From 6am, they had gathered in Dublin city centre yesterday to collect the food parcels comprising of two bags, one with meat and the other with grocery staples like pasta, tinned goods and milk, to tide them over during Christmas.
Sixty volunteers were at the centre on Thursday night packing some 2,600 parcels, and another 20 volunteers were on duty yesterday, including the former Lord Mayor Christy Burke to distribute them.
It was a very busy day for the centre. By lunchtime alone, around 2,000 people had collected the hampers.
"We have been handing out hampers since the 1970s, but we have never seen figures like this," the centre's manager Alan Bailey told the Irish Independent.
The system ran seamlessly, as people entered through one door, were handed their bags of goods, and then exited through another door, with everyone expressing their gratitude as they left.
Mr Bailey paid tribute to the generosity of donors at this time of year. "There are people walking by, handing in envelopes and ringing up," he said.
Every day, the centre caters for an average of 250 breakfasts, and some 500 lunches.

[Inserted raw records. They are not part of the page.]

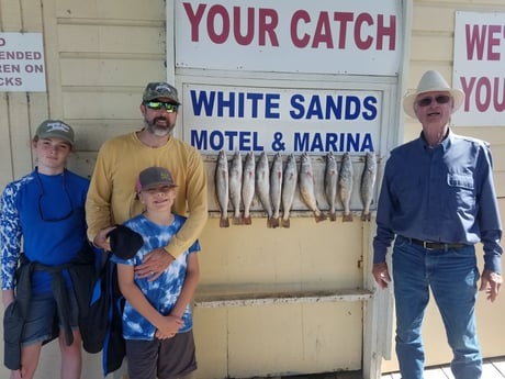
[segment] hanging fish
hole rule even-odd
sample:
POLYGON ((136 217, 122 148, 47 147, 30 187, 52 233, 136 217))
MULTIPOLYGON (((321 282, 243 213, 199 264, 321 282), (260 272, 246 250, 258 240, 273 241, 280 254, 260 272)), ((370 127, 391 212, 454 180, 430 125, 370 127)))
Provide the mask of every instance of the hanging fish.
POLYGON ((372 152, 368 152, 364 157, 364 168, 361 175, 361 202, 363 203, 363 211, 361 213, 362 221, 370 221, 370 205, 373 200, 373 189, 375 187, 377 178, 377 157, 372 152))
POLYGON ((352 221, 350 199, 352 194, 352 161, 349 153, 344 153, 338 175, 338 196, 344 205, 344 221, 352 221))
POLYGON ((220 226, 228 227, 228 160, 224 151, 217 155, 214 181, 215 194, 221 210, 220 226))
POLYGON ((273 156, 270 169, 270 200, 272 202, 272 227, 279 227, 282 192, 282 157, 280 153, 273 156))
POLYGON ((302 160, 299 175, 300 194, 308 209, 314 212, 316 222, 324 221, 326 220, 326 215, 324 215, 317 207, 317 200, 315 197, 314 171, 312 169, 311 157, 306 153, 303 153, 301 158, 302 160))
POLYGON ((242 200, 242 155, 236 151, 229 166, 229 201, 233 208, 233 223, 242 224, 240 200, 242 200))
POLYGON ((272 205, 270 203, 270 168, 268 166, 268 157, 265 152, 261 152, 258 164, 256 165, 256 193, 259 201, 267 212, 267 226, 271 227, 272 205))
POLYGON ((246 161, 243 169, 242 179, 242 202, 244 203, 244 224, 250 225, 250 207, 255 197, 255 175, 256 175, 256 158, 255 153, 249 152, 246 156, 246 161))
POLYGON ((329 220, 337 220, 336 202, 337 202, 337 181, 338 170, 337 160, 332 152, 326 155, 326 167, 324 172, 324 193, 329 204, 329 220))
POLYGON ((290 212, 293 205, 294 193, 296 192, 296 183, 299 171, 296 168, 296 159, 293 154, 290 154, 285 163, 284 172, 282 176, 282 226, 290 227, 290 212))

The economy may have improved for some people - but that hasn't trickled down to a lot of people who use the Capuchin Day Centre, and it is not just the homeless.
"We have a lot of people here who would have apartments, or rented houses, but cannot afford their dinner," Mr Bailey pointed out. The centre will shut for Christmas Day, but many users of the service will attend an annual Christmas meal in the RDS.